[WATCH] EU-Turkey agreement to be replicated in Mediterranean – Joseph Muscat

Maltese Prime Minister Joseph Muscat says that the EU will focus on the central Mediterranean in the next leaders' summit to be held in Malta in February 2017, as Malta's insistence that the central Mediterranean was pivotal in the management of the migrant crisis was now acknowledged by other countries

Prime Minister Joseph Muscat says EU leaders recognise importance of central Mediterranean in migrant crisis
Prime Minister Joseph Muscat says EU leaders recognise importance of central Mediterranean in migrant crisis
EU leaders agree central Mediterranean pivotal in migrant crisis - Muscat

The EU’s agreement with Turkey needs to be replicated for the central Mediterranean, which is pivotal to the immigration crisis and to the EU’s dealings with Turkey, according to Maltese Prime Minister Joseph Muscat.

Muscat, who was speaking to the media following discussions with other EU leaders at the European Council summit in Brussels on Thursday, said that the central Mediterranean would be the focus of discussions at the next leaders’ summit, to be held in Malta in February, as Malta’s insistence on the importance of the central Mediterranean was now mainstream among EU leaders.

He said there was a general consensus among the EU heads of state or government present that this issue needed to be addressed urgently.

“If you ask me, the EU needs to acknowledge that the agreement with Turkey needs to be replicated for the central Mediterranean, and therefore member states involved directly in the migration crisis but also transit countries like Nigeria,” he said.

Muscat said the leaders had also agreed that the EU needed to engage Russia to ensure the Minsk agreement is respected by all parties, following cries for the EU to impose sanctions on Russia because of the situation in Aleppo.

EU-Ukraine Association Agreement

Muscat said the EU leaders had also reached an agreement with the Netherlands to allow the bloc to enact an agreement on closer ties with Ukraine.

The deal should allow the EU to show a united front in the face of an increasingly hostile Russia and boost trade and cooperation with an eastern European nation finding it hard to keep out of Moscow's sphere of influence.

The EU-Ukraine association agreement looked like a done deal until the Dutch government was forced into a referendum on it early this year.

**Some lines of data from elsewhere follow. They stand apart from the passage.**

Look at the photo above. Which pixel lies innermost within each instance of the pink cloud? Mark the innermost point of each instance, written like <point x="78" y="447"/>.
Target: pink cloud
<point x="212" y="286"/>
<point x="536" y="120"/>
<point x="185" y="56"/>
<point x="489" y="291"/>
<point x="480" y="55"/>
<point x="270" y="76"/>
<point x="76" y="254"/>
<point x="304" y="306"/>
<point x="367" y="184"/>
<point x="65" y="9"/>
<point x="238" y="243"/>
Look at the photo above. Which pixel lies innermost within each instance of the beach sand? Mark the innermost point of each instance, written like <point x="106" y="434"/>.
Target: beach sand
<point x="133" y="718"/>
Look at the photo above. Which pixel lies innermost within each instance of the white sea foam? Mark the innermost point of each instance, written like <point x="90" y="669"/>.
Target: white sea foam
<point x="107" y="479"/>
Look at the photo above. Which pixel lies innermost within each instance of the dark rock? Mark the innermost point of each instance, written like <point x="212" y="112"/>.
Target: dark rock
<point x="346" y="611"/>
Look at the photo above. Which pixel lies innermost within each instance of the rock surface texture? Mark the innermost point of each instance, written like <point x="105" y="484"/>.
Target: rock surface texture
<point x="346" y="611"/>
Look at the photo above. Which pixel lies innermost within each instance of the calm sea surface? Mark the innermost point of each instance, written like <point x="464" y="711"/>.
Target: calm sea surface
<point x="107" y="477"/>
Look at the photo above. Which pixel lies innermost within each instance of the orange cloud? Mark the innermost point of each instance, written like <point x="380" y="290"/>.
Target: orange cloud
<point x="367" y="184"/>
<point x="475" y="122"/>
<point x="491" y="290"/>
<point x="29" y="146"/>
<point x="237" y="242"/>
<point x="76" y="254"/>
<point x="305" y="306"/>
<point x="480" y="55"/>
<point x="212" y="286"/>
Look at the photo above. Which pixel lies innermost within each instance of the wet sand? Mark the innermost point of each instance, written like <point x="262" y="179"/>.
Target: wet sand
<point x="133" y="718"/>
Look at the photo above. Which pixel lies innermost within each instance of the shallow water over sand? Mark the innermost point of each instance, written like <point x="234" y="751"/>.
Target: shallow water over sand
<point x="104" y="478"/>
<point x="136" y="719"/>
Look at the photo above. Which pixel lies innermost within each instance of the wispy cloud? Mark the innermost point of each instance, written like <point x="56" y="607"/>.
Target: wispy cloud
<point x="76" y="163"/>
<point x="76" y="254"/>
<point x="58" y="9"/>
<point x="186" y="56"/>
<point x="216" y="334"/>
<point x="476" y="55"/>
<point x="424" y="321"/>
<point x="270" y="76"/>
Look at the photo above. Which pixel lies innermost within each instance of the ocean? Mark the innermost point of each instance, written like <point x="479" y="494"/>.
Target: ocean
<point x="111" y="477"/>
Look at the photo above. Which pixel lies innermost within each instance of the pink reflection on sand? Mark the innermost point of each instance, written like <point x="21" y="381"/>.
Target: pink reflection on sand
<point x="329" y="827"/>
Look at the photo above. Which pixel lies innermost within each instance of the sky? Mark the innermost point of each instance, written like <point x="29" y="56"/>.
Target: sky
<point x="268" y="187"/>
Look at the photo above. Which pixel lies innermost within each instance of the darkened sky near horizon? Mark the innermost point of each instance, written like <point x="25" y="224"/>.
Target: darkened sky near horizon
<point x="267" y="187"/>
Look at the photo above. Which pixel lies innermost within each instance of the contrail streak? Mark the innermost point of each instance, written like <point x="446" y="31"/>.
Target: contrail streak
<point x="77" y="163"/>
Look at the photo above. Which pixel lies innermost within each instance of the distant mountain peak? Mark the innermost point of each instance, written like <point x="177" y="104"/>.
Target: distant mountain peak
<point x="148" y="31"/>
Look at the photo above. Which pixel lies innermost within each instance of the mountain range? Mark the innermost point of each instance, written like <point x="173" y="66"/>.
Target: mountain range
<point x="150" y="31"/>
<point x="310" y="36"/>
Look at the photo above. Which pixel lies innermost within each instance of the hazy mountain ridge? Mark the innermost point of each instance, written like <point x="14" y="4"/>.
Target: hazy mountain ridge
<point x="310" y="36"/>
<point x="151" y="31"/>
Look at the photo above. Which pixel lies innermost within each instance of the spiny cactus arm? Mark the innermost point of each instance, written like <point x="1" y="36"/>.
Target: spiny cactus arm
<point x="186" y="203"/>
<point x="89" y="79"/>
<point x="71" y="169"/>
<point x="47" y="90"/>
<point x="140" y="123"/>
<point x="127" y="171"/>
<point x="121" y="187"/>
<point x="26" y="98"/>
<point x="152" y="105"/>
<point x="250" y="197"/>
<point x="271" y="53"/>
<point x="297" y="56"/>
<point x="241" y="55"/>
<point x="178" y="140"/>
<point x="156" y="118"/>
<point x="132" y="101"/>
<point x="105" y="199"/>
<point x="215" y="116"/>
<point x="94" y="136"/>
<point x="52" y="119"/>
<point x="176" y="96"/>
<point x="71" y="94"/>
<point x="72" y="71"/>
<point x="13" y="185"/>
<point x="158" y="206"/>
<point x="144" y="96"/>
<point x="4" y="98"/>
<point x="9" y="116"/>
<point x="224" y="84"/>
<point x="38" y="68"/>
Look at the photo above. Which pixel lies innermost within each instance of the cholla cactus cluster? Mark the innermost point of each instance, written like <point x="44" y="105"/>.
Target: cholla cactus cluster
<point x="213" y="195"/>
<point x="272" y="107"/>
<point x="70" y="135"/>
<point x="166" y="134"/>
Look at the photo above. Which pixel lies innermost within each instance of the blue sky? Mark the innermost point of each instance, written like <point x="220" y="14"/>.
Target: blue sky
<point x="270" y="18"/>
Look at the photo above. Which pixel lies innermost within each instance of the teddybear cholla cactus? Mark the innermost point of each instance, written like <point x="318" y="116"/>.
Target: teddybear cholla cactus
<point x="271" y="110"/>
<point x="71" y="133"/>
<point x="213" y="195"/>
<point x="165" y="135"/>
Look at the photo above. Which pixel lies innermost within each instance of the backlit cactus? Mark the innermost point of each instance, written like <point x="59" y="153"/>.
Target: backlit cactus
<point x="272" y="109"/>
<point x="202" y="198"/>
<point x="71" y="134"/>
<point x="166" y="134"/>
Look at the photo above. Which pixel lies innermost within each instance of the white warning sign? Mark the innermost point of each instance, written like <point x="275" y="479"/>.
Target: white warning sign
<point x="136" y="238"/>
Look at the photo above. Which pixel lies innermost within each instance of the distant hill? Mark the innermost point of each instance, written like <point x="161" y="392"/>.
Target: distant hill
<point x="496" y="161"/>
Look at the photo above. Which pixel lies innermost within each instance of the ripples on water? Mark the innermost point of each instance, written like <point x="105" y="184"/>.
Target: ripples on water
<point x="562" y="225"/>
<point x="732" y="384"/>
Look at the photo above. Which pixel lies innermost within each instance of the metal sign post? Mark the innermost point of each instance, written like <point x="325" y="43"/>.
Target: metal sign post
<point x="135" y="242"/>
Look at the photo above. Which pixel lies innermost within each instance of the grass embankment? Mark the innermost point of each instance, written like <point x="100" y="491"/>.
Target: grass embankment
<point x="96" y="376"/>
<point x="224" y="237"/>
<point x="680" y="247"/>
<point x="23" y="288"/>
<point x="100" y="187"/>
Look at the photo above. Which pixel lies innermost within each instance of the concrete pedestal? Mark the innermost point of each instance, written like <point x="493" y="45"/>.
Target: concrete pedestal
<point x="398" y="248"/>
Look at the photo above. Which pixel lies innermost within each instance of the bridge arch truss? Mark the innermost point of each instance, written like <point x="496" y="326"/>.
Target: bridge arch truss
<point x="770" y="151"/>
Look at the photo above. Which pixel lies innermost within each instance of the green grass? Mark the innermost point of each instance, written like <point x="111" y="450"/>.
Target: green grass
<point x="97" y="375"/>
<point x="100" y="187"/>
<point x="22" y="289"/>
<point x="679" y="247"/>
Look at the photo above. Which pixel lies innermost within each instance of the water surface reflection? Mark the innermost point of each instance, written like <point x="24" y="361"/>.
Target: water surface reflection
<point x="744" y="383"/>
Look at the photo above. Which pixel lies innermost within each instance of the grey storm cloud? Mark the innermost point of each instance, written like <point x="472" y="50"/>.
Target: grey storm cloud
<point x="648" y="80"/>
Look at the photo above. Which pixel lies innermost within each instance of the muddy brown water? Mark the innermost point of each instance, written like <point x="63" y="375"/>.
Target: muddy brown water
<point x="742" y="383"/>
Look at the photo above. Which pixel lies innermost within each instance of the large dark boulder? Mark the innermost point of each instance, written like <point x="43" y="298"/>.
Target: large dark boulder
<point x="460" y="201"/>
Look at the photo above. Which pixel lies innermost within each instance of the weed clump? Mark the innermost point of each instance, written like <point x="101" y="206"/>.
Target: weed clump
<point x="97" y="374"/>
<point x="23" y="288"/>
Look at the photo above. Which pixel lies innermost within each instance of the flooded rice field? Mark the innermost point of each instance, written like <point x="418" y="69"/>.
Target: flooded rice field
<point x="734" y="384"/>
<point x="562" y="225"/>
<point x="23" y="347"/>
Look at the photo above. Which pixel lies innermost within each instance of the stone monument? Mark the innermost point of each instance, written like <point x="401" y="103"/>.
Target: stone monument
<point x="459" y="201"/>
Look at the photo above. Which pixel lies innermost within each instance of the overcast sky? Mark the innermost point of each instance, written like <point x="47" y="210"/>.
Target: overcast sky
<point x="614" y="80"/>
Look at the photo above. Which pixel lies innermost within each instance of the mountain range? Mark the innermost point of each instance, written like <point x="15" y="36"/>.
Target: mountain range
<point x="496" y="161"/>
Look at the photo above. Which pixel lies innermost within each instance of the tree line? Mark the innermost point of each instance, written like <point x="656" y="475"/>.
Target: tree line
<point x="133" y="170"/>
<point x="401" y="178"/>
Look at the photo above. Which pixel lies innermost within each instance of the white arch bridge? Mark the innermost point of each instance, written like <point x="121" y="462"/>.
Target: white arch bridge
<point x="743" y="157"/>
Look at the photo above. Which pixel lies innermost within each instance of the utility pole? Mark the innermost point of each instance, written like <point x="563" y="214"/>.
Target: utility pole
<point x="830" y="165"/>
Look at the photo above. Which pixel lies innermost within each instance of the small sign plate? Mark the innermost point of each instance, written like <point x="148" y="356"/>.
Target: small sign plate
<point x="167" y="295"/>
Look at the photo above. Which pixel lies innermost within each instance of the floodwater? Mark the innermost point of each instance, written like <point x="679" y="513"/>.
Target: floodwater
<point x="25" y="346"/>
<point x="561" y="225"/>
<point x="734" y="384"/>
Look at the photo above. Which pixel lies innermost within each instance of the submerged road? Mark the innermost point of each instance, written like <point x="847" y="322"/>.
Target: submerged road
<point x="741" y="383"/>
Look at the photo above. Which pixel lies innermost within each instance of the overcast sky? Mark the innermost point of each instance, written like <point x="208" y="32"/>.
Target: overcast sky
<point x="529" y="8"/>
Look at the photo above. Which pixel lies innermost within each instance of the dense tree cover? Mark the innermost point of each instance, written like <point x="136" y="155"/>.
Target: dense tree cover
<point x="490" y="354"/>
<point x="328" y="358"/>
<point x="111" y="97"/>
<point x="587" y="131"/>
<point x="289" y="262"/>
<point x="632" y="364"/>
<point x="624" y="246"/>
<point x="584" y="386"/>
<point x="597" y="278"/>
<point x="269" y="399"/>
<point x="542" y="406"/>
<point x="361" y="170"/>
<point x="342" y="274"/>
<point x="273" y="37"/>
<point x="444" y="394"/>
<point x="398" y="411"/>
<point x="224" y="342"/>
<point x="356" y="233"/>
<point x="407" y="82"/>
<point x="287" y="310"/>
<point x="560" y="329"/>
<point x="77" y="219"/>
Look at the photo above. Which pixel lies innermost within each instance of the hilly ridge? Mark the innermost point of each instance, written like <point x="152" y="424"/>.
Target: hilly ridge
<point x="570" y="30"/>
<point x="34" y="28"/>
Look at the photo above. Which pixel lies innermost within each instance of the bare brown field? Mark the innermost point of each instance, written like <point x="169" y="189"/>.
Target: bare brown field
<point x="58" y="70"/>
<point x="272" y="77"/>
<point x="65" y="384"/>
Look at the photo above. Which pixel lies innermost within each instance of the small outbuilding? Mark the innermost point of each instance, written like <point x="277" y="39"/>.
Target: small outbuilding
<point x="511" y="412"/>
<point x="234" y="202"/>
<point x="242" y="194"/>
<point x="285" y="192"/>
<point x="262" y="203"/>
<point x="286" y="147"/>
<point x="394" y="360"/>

The rejection had left the EU in a bind since it needs unanimity.

The leaders agreed on Thursday that, while aiming to establish a close and lasting relationship between the the EU and Ukraine based on common values, the agreement would not confer on Ukraine the status of a candidate country for accession to the Union, nor will it constitute a commitment to confer such status to Ukraine in the future.

The agreement reaffirmed cooperation with Ukraine in the fields of security, notably with regard to conflict prevention, crisis management and non-proliferation of weapons of mass destruction.

It does not contain an obligation for the EU or individual member states to provide collective security guarantees or other military aid or assistance to Ukraine.

The agreement reached does not grant Ukrainian nationals or Union citizens, respectively, the right to reside and work freely within the territory of the member states or Ukraine.

The EU reiterated its commitment to support the reform process in Ukraine, but the agreement does not require additional financial support to Ukraine, nor does it change each member state’s exclusive right to determine the nature and volume of its bilateral financial support.

Respect for democratic principles, human rights and fundamental freedoms and respect for the principle of the rule of law are essential elements of the agreement.